Rectification is slow

Please provide the following info (check/uncheck the boxes after clicking “+ Create Topic”):
Software Version
DRIVE OS Linux 5.2.0
DRIVE OS Linux 5.2.0 and DriveWorks 3.5
NVIDIA DRIVE™ Software 10.0 (Linux)
NVIDIA DRIVE™ Software 9.0 (Linux)
other DRIVE OS version
other

Target Operating System
Linux
QNX
other

Hardware Platform
NVIDIA DRIVE™ AGX Xavier DevKit (E3550)
NVIDIA DRIVE™ AGX Pegasus DevKit (E3550)
other

SDK Manager Version
1.5.0.7774
other

Host Machine Version
native Ubuntu 18.04
other


Hello, we have 4 cameras Sekonix SF3324 and I am trying to rectify the images with dwRectifier_warpNvMedia. We are using the pinhole model.

Here is how I warp the images :

bool UndistortWrapper::undistortImage(const dwImageHandle_t& in_image, dwImageNvMedia& out_image)
{
  dwImageNvMedia* in_image_nvmedia;
  CHECK_DW_ERROR_ROS(dwImage_getNvMedia(&in_image_nvmedia, in_image))
  CHECK_DW_ERROR_ROS(dwRectifier_warpNvMedia(&out_image, in_image_nvmedia, rectifier_))

  return true;
}

And here’s how I call it :

  undistortWrapper_->undistortImage(imageHandle_, *image_nvmedia);

But this function is slow and I cannot run it at 30Hz. I looked at the cpu usage with htop and the process is maxing out one thread and processing the images at only 8hz per camera.

I have created a thread pool and I rectify the images in different threads and I now reach 22 Hz but still not 30 Hz.
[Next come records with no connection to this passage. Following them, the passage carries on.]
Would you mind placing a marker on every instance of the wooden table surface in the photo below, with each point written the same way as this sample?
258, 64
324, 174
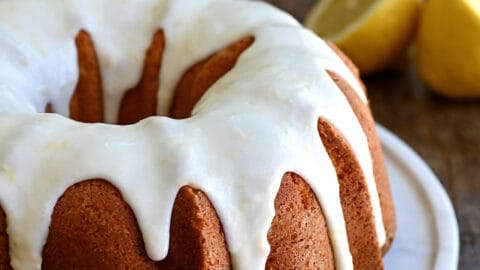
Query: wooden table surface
445, 133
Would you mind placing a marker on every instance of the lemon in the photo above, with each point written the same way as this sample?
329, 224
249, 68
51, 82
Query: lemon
448, 47
373, 33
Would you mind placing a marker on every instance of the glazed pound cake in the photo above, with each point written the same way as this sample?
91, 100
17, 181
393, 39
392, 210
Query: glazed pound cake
183, 134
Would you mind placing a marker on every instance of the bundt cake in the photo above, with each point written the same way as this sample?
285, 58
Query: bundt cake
183, 134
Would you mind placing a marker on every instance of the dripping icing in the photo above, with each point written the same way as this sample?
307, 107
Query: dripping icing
53, 146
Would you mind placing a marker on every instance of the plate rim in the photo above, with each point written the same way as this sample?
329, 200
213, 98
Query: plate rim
447, 231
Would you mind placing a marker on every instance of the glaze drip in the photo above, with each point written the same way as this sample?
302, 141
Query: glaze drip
228, 148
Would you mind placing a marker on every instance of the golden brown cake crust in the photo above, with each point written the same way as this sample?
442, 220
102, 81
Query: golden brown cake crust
298, 235
93, 227
86, 103
367, 122
355, 199
141, 101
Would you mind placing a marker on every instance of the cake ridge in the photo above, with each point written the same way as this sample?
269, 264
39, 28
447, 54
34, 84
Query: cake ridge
232, 116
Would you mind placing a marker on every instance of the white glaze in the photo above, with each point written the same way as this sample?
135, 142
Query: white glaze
243, 135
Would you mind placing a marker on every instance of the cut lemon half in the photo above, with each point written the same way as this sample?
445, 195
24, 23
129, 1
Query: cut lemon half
373, 33
448, 47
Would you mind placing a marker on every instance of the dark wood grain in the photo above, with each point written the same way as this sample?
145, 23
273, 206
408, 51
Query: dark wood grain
444, 132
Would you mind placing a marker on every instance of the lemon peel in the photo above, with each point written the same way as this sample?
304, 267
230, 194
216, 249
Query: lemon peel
448, 47
374, 34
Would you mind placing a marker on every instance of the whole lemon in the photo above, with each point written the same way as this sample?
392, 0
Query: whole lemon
448, 47
373, 33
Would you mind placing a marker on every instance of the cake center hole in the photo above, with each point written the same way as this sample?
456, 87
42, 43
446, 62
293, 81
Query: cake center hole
87, 102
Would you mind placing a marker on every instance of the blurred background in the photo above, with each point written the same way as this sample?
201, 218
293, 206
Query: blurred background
444, 131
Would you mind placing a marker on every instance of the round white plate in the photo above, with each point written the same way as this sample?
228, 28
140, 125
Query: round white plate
427, 232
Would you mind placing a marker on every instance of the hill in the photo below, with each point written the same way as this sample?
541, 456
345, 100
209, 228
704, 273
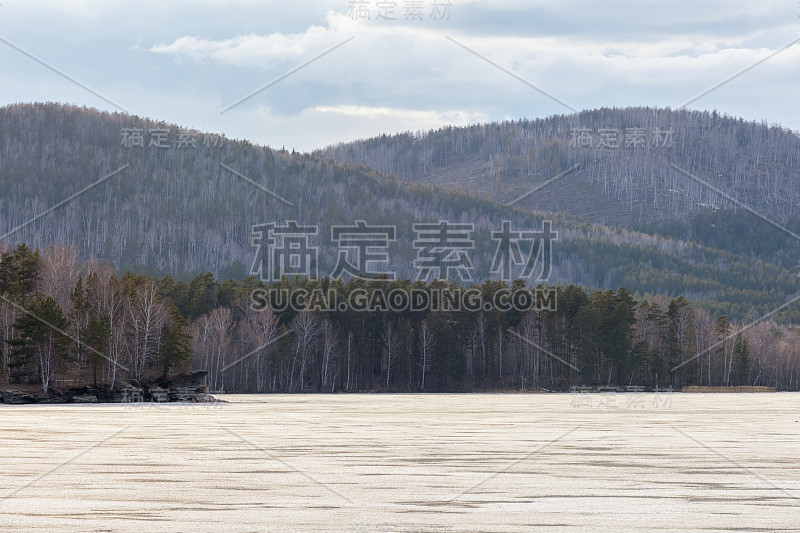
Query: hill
77, 176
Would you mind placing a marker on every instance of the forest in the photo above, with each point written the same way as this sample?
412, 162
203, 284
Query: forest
175, 210
66, 322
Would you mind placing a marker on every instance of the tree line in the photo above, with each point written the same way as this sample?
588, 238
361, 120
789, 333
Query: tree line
65, 322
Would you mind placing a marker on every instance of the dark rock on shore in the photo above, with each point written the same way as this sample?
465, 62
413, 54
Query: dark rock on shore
179, 388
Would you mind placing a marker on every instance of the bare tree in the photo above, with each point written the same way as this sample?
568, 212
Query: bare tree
145, 315
305, 327
425, 348
391, 348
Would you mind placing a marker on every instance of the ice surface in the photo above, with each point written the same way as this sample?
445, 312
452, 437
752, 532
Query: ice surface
560, 462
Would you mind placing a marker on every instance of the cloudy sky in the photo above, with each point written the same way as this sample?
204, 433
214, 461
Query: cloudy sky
304, 74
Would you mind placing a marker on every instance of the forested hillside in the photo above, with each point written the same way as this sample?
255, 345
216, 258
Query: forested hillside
158, 199
624, 175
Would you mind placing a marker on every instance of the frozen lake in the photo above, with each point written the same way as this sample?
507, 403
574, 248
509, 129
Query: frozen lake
560, 462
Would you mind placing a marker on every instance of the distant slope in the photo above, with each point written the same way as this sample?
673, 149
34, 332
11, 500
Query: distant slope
179, 211
757, 164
Am I missing something here ? Why is this function so slow and why is the CPU under so much load. I understood that dwRectifier_warpNvMedia would use the Tegra VIC engine and be pretty fast.

Do you have any idea to improve the speed so we can reach 30 Hz publishing rate ?

Thanks !

Hi @maxandre.ogeret ,

Did you mean dwRectifier_warpNvMedia() is the cause of time consuming and high cpu usage? Could you provide some data of your observation (e.g. your image resolution and how much time the function took)? Thanks.

@VickNV

Did you mean dwRectifier_warpNvMedia() is the cause of time consuming and high cpu usage ?
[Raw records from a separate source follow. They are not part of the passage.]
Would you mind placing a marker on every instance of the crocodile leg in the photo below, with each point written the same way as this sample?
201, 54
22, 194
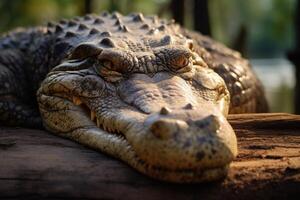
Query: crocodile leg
16, 108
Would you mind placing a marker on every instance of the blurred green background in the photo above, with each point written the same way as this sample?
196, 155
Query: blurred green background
261, 29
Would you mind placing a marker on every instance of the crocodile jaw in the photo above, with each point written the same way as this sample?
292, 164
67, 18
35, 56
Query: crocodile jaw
173, 158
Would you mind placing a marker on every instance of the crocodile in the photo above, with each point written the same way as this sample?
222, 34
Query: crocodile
140, 88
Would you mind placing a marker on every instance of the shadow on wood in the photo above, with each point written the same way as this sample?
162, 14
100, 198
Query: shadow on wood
35, 164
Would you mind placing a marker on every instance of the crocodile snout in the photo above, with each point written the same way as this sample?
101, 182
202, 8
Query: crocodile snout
165, 128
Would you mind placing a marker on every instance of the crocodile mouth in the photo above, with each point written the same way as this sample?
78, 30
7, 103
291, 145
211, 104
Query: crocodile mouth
194, 174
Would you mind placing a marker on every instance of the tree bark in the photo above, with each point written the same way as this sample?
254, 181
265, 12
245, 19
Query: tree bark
201, 17
36, 164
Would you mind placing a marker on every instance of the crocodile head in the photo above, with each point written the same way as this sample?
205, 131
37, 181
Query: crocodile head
147, 99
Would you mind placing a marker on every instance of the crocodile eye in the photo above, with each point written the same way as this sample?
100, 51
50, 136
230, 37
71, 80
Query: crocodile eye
180, 62
107, 64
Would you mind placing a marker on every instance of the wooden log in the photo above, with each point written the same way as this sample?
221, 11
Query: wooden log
36, 164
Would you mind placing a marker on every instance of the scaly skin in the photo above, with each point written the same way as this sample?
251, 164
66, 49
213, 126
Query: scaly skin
141, 89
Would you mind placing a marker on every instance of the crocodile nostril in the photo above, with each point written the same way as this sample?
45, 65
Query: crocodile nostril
165, 111
210, 122
165, 128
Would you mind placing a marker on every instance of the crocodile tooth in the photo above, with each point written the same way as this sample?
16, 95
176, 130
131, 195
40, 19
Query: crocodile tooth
77, 101
125, 29
82, 27
72, 23
58, 29
107, 42
153, 31
94, 31
93, 115
165, 111
98, 21
106, 34
87, 17
162, 27
63, 21
50, 24
138, 17
145, 26
104, 14
116, 15
118, 22
70, 34
172, 21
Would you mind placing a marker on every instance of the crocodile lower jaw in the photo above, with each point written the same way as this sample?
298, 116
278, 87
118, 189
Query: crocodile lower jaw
184, 175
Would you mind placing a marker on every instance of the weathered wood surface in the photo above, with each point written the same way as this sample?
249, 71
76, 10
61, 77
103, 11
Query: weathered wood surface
35, 164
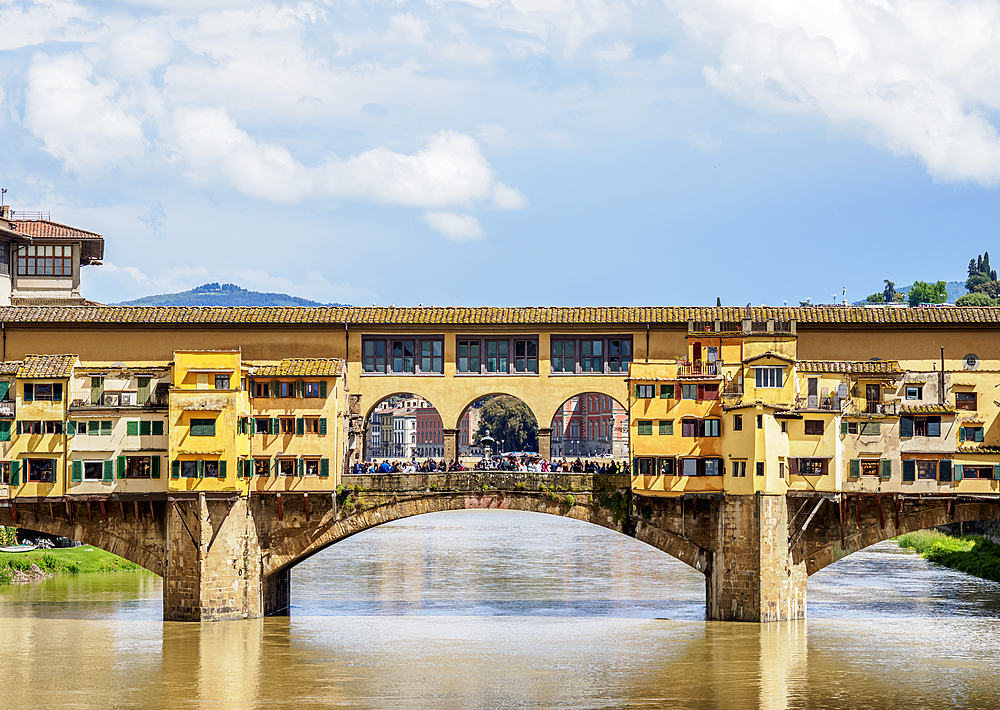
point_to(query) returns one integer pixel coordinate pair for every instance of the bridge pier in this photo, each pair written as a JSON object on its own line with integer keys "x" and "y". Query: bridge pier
{"x": 754, "y": 576}
{"x": 213, "y": 570}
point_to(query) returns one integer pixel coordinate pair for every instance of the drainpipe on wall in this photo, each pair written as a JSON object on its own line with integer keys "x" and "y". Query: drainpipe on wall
{"x": 941, "y": 379}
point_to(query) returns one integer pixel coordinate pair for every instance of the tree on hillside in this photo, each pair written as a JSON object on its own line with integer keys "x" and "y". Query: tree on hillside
{"x": 923, "y": 292}
{"x": 974, "y": 299}
{"x": 509, "y": 420}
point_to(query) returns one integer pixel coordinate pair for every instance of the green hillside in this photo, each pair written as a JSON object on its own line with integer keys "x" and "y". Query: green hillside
{"x": 222, "y": 295}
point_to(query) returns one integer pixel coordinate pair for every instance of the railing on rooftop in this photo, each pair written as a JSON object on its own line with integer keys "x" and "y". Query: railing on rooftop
{"x": 21, "y": 215}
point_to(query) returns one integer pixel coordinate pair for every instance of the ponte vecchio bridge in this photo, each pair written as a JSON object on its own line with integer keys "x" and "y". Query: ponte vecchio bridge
{"x": 763, "y": 447}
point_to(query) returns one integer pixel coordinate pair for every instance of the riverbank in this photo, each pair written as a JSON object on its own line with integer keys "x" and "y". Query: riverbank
{"x": 972, "y": 554}
{"x": 16, "y": 567}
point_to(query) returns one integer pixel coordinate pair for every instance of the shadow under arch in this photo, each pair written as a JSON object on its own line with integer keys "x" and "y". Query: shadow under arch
{"x": 291, "y": 551}
{"x": 590, "y": 424}
{"x": 467, "y": 425}
{"x": 821, "y": 549}
{"x": 422, "y": 422}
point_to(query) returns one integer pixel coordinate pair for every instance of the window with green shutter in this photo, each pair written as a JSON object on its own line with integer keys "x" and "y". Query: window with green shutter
{"x": 202, "y": 427}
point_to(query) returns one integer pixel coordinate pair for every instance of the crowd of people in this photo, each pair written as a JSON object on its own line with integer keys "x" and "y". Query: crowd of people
{"x": 525, "y": 464}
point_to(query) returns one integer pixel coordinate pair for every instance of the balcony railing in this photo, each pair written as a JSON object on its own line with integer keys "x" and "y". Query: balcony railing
{"x": 698, "y": 368}
{"x": 830, "y": 403}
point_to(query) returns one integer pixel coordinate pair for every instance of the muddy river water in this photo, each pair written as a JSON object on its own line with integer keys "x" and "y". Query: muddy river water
{"x": 498, "y": 609}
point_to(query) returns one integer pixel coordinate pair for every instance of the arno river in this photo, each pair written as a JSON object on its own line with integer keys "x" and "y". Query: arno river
{"x": 492, "y": 609}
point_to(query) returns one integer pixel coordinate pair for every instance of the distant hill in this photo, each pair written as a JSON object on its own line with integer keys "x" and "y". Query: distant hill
{"x": 955, "y": 289}
{"x": 222, "y": 295}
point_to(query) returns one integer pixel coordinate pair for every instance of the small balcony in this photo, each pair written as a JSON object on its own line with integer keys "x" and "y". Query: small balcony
{"x": 710, "y": 369}
{"x": 830, "y": 403}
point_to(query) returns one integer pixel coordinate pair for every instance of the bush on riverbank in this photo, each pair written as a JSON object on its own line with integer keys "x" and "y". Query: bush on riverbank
{"x": 971, "y": 554}
{"x": 72, "y": 560}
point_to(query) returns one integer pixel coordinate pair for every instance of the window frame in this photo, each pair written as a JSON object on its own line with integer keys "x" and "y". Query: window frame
{"x": 387, "y": 355}
{"x": 616, "y": 352}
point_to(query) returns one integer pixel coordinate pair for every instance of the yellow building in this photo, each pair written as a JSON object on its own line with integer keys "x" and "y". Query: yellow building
{"x": 209, "y": 422}
{"x": 297, "y": 442}
{"x": 740, "y": 413}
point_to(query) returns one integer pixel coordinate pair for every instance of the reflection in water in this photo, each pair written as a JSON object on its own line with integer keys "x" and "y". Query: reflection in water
{"x": 503, "y": 609}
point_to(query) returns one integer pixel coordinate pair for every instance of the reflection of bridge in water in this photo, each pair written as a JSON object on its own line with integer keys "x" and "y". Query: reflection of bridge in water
{"x": 223, "y": 556}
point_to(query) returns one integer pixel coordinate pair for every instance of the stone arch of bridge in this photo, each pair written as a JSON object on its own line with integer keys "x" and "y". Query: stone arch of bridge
{"x": 142, "y": 541}
{"x": 827, "y": 548}
{"x": 310, "y": 540}
{"x": 551, "y": 423}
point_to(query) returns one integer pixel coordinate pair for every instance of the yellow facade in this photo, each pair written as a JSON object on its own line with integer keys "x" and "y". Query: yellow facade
{"x": 861, "y": 426}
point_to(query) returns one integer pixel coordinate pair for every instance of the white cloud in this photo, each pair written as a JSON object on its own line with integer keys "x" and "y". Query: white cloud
{"x": 83, "y": 120}
{"x": 456, "y": 227}
{"x": 615, "y": 53}
{"x": 916, "y": 77}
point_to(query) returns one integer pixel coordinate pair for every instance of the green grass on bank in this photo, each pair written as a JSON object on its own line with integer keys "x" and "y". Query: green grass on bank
{"x": 971, "y": 554}
{"x": 70, "y": 560}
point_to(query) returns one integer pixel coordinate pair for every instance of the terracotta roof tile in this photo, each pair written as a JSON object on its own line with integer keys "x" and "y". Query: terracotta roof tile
{"x": 851, "y": 367}
{"x": 926, "y": 409}
{"x": 630, "y": 316}
{"x": 39, "y": 366}
{"x": 301, "y": 367}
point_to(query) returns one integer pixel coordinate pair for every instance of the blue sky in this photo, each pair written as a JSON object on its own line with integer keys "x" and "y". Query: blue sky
{"x": 509, "y": 152}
Yes it’s what I believe. In average the function took 0.015583s to run for one 1980x1208 image.

1/0.015583s = 64.1724956684 which means that in practice less than 2 cameras can be polled and rectified at 30 hz.

Why can your implementation reach 22 Hz for 4 cameras?

@VickNV

I have implemented a thread pool and each camera rectification runs in its own thread. And I get those results :

  • 1 camera : 30 hz
  • 2 cameras : 30 hz
  • 3 cameras : 28hz
  • 4 cameras : 22 hz.

Without threading I can only run one camera at 30hz and I get those results :

  • 1 camera : 30 hz
  • 2 cameras : 14 hz
  • 3 cameras : 12hz
  • 4 cameras : 8 hz.

We run rectification on GPU, but I was thinking about switching a bunch of functionality over to nvmedia for our application, so I’m interested in this as well.

Have you used the Nsight Systems profiler? It can capture trace for nvmedia and will show you what’s eating up the cpu.

Could you share your application for us to reproduce the problem with virtual cameras? Thanks.

When you say you use the GPU I guess it means you are using dwRectifier_warp which uses CUDA images right ? Have you measured the same latency ?

No I haven’t. Which version should I install on the DRIVE AGX board ? Is there any tutorials out there how to install it and how to use it with the Drive AGX boards ?

@VickNV Yes of course. Here is the code :

https://tartuulikool-my.sharepoint.com/:u:/g/personal/ogeret_ut_ee/EYht3QC8QXZLibRd36lxEbgBVmlx8EVKWKY9Jje6UPfCjA?e=A0yqcq

I cannot send you the repo link because it’s not public.

Thanks !

@VickNV Any more information on this ?

@maxandre.ogeret ,
Could you share the detailed steps to reproduce your observation with this package? It will help us to switch to this task easily.